Redefining the way in which data can be stored and processed, Hadoop has become a household name for businesses across various verticals.
Hadoop is an open-source, Java-based software framework that stores and distributes large sets of data across several servers that operate in parallel to each other. A part of the Apache project, Hadoop is comprised of two parts:
- The storage part, also known as Hadoop Distributed File System (HDFS)
- The processing part, known as MapReduce.
The increased need to analyse, organise and convert big data into meaningful information is what has contributed to the growth of the yellow elephant, Hadoop, globally. Analysts at Technavio predict that the global Hadoop market will witness a CAGR of more than 59% by 2020.
Created by Technavio; Information sourced from dezyre.com
Top 5 Benefits of Hadoop
Highly cost-effective
This is one of the major benefits of Hadoop. Unlike the traditional relational database management systems (RDMS), which turn out to be quite expensive for processing massive volumes of data, Hadoop gives you the most cost-effective storage solution for gigantic data sets. The HDFS makes use of commodity, which is directly attached to storage and shares the cost of the network it runs on with MapReduce. As the cost of the storage usually determines the viability of the system, Hadoop is highly beneficial for big data deployments. With Hadoop, they can easily store and process orders of more data as compared with the traditional SAS and NAS systems.
Great data reliability
Data reliability is one aspect that no organization wants to compromise on. Hadoop provides complete confidence and reliability; in a scenario where data loss happens on a regular basis, HDFS helps you solve the issue. It stores and delivers all data without compromising on any aspect, at the same time keeping costs down. Whether you are a start-up, a government organization, or an internet giant, Hadoop has proved its mettle when it comes to strong data reliability in a variety of production applications at full scale.
Extremely scalable
Traditional relational database management systems / RDMSs fail to process huge amounts of data.

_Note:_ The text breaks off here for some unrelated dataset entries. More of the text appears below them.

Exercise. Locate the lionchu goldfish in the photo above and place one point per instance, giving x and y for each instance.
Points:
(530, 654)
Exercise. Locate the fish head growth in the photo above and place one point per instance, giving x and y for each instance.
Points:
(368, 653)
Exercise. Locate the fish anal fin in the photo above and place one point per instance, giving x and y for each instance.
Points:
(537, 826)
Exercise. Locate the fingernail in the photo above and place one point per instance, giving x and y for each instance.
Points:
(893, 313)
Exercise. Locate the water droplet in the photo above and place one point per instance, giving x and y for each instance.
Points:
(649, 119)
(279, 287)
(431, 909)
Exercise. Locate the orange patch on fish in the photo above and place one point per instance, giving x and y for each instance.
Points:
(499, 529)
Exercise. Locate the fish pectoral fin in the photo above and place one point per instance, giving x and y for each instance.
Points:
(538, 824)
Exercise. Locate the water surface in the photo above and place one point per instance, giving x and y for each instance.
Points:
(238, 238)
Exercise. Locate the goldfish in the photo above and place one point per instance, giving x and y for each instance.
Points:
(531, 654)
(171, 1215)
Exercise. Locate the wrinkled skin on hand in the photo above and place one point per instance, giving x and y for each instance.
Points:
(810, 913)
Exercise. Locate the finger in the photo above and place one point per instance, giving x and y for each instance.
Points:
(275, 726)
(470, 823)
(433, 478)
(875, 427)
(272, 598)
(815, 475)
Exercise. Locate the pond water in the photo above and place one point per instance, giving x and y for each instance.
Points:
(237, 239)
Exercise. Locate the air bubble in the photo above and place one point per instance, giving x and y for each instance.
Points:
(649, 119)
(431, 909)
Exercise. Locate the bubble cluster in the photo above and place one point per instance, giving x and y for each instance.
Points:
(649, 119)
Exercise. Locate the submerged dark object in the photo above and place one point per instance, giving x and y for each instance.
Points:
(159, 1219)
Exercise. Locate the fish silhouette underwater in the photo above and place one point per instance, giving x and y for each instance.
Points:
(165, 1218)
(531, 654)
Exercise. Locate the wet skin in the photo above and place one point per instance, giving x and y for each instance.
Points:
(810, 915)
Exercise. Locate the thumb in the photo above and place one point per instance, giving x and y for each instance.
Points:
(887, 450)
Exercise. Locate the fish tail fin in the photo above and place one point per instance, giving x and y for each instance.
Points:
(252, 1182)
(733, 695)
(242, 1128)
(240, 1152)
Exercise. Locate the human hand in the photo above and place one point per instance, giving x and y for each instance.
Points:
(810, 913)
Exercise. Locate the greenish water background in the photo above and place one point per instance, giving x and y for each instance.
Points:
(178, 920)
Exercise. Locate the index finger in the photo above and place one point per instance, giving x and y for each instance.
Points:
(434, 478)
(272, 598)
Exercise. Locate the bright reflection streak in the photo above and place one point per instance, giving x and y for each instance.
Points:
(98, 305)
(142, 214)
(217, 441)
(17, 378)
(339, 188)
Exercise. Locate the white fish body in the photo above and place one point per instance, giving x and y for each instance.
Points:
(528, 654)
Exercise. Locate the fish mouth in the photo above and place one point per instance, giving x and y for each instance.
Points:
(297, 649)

Hadoop, on the other hand, has the ability to store and distribute large sets of data across hundreds of servers. This makes Hadoop highly scalable while costing a company very little. The MapReduce programming of Hadoop allows businesses to run applications from several nodes, involving the usage of thousands of terabytes of data.
Simple, fast and flexible
The USP of Hadoop is simple. Because it is written in Java – a language that is quite widespread and can be picked up easily, Hadoop enables developers to handle tasks with ease and process data efficiently. Along with being simple, the Hadoop framework is fast and flexible. For example, Hadoop’s MapReduce takes a few minutes to process terabytes of data and a couple of hours for petabytes of data.
Comprehensive authentication and security
Security is the top priority of every organization. Any unlawful access to multiple petabytes of data is sure to harm business dealings and operations. All businesses are looking for software that makes their work safe, secure and authenticated. When it comes to authentication and security, Hadoop provides an advantage over other software. Its HBase security, along with HDFS and MapReduce, allows only approved users to operate on secured data, thereby securing an entire system from unwanted or illegal access.